La guerra fredda. Nuova edizione (2015) by Mario Del Pero

autore:Mario Del Pero [Pero, Mario Del]
La lingua: ita
Format: epub
editore: Carocci


La caduta di Chruščëv e l’intervento sovietico a Praga

A dispetto del sostanziale miglioramento dei rapporti con gli Stati Uniti, evidenziato dalla ratifica del trattato sulla messa al bando degli esperimenti nucleari nell’atmosfera, Chruščëv si trovava sempre più isolato all’interno della gerarchia sovietica. L’indebolimento della sua posizione era causato in primo luogo dalla difficile situazione economica dell’URSS e dall’insuccesso degli ambiziosi piani di sviluppo agricolo adottati sotto la sua leadership.

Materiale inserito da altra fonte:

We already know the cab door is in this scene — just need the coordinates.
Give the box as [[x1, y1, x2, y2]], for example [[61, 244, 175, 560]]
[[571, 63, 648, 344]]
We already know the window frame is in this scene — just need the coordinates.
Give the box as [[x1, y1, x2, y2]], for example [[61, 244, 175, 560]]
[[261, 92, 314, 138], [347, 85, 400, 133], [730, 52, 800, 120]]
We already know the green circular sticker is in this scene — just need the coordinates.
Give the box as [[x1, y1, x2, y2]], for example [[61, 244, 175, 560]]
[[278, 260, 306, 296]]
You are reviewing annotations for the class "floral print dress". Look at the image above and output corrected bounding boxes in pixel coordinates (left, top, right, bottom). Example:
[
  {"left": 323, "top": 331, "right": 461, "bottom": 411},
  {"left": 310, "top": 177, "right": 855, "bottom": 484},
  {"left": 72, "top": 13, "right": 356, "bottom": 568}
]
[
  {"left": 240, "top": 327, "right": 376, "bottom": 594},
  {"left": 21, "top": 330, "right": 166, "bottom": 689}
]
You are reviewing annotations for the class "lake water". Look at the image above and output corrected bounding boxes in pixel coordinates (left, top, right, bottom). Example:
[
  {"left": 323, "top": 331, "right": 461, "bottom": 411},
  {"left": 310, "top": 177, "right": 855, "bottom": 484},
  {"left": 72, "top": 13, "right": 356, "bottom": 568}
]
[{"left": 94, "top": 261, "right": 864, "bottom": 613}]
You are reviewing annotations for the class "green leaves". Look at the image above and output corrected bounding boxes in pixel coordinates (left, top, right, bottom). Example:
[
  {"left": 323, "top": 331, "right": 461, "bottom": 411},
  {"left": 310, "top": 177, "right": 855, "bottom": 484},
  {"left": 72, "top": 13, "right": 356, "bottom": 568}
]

Ma le critiche mosse a Chruščëv si indirizzavano anche verso il modo in cui egli aveva condotto la politica estera sovietica. Le obiezioni erano di tre tipi. In primo luogo, si riteneva che la sua politica di destalinizzazione e il suo sostegno al policentrismo fossero la causa delle numerose divisioni ormai presenti all’interno del movimento comunista internazionale e, soprattutto, dell’aperto dissidio creatosi con la Cina di Mao. In secondo luogo, Chruščëv veniva accusato di avere agito in maniera avventuristica. Infine, da più parti gli si addebitava la responsabilità del crollo del prestigio internazionale dell’URSS, conseguenza soprattutto della contraddittoria gestione della crisi dei missili cubani.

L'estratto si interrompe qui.